Even with your eyes and tummy filled with these wonders, don’t forget what lead you here: the Giro. The Corsa Rosa, once left Bormio, continues with at least three more exhausting stages: Tirano-Canazei with the climb to Aprica and Tonale, the Moena-Ortisei, characterized by tremendous climbs such as Pordoi and Valparola, and ending with the Piancavallo Stage, another climb made famous by Pantani.
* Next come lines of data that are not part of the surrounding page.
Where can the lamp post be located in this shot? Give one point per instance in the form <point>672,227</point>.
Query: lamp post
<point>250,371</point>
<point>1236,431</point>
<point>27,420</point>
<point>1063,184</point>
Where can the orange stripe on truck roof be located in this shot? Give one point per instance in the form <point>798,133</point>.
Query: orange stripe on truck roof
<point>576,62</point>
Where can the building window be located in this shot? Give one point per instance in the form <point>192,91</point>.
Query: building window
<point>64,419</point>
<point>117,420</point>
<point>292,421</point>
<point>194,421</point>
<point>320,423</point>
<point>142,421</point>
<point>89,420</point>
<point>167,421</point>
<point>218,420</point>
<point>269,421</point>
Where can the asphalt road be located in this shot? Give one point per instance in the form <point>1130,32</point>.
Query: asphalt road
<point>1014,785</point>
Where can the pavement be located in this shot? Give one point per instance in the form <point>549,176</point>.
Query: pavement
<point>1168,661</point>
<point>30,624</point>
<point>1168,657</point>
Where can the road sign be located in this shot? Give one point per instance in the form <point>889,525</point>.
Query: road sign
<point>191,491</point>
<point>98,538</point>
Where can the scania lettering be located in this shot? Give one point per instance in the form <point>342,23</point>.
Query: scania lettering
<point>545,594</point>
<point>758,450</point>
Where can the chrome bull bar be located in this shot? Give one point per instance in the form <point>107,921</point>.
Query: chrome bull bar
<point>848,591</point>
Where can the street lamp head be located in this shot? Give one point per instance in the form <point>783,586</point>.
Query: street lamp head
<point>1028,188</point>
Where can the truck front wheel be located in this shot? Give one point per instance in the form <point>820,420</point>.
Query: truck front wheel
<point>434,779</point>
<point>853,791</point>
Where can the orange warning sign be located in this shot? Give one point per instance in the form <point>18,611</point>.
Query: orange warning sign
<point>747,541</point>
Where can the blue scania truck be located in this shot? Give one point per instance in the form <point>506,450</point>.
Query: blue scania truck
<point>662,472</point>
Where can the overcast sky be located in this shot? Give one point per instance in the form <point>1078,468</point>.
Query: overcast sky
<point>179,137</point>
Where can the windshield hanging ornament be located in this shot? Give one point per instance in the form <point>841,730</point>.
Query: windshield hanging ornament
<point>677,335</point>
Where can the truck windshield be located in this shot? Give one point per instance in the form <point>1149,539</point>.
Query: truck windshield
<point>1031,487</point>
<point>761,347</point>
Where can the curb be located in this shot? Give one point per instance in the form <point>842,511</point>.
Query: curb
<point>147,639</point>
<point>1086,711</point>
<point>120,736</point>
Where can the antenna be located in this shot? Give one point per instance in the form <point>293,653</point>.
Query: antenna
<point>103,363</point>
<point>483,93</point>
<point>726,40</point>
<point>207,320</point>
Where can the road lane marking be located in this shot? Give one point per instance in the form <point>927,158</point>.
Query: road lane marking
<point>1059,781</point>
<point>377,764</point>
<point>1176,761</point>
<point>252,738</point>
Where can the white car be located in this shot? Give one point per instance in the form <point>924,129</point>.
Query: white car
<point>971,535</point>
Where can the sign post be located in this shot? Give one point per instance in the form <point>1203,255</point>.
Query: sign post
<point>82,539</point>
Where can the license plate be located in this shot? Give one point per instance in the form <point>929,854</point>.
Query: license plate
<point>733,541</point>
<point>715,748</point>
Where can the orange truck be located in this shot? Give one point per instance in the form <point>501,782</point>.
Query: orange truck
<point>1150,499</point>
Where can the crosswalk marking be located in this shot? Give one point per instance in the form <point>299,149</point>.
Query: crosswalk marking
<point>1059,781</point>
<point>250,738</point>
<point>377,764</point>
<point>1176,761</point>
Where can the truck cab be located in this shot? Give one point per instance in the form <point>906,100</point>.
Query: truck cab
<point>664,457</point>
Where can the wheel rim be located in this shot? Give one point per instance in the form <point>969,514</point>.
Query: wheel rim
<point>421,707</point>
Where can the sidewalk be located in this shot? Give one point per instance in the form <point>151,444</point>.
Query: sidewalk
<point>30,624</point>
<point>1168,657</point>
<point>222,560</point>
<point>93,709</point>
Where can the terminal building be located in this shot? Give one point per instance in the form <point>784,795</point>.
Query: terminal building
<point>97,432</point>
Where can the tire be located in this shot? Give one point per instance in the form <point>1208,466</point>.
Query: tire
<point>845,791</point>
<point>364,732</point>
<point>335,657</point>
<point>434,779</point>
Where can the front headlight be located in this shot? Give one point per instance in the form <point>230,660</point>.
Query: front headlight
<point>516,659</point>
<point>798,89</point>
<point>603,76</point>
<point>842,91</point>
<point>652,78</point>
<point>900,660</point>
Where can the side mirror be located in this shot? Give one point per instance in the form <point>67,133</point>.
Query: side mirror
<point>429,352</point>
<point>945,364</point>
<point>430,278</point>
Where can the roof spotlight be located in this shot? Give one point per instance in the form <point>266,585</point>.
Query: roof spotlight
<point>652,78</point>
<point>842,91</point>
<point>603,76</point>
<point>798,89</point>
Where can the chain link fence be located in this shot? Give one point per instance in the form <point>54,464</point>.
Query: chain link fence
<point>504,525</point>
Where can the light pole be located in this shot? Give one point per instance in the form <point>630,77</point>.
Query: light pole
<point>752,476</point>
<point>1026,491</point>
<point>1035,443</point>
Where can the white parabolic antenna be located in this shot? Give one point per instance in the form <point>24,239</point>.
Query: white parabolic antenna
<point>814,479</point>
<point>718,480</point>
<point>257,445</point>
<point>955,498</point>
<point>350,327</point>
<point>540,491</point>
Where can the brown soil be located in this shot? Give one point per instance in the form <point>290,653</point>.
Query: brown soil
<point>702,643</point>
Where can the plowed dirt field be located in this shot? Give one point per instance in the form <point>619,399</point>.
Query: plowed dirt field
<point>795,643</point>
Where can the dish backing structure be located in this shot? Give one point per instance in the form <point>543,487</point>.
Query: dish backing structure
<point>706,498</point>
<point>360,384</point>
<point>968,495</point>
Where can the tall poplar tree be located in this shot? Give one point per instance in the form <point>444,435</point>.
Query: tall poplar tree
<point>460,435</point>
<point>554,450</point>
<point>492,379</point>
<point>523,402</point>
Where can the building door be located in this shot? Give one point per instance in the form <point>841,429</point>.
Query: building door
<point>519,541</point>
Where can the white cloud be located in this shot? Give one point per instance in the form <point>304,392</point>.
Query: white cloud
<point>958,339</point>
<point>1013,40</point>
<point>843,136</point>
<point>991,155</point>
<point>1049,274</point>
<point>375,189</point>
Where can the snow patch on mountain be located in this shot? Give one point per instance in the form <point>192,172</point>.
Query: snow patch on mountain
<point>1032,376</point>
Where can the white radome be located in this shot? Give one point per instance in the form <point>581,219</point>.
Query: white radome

A view of the lakes from the summit of Stelvio, Photo credit: johnomason via Visual Hunt / CC BY

Cycling is the sport that loves and cherishes its past the most, it cannot live without it. However, this does not eclipse the present; while it’s true that this tour is dominated by Monuments and Stories, it’s also true that it reinvents them so that history may expand and enrich itself with brand new chapters. As you look around, breathe, refresh yourself and think of the Champions that have engraved their memory on those infernal paths; don’t forget to follow and encourage those who are retracing those roads. Breathe in the Giro where you can appreciate it more, in the mountains: the Giro of Bartali, Coppi, Gimondi, Merckx, and Pantani; but above all, observe Nibali, Thomas and Quintana: watch them and cheer for them, in the only way we can do so in each cycling stage: Allez allez allez!!!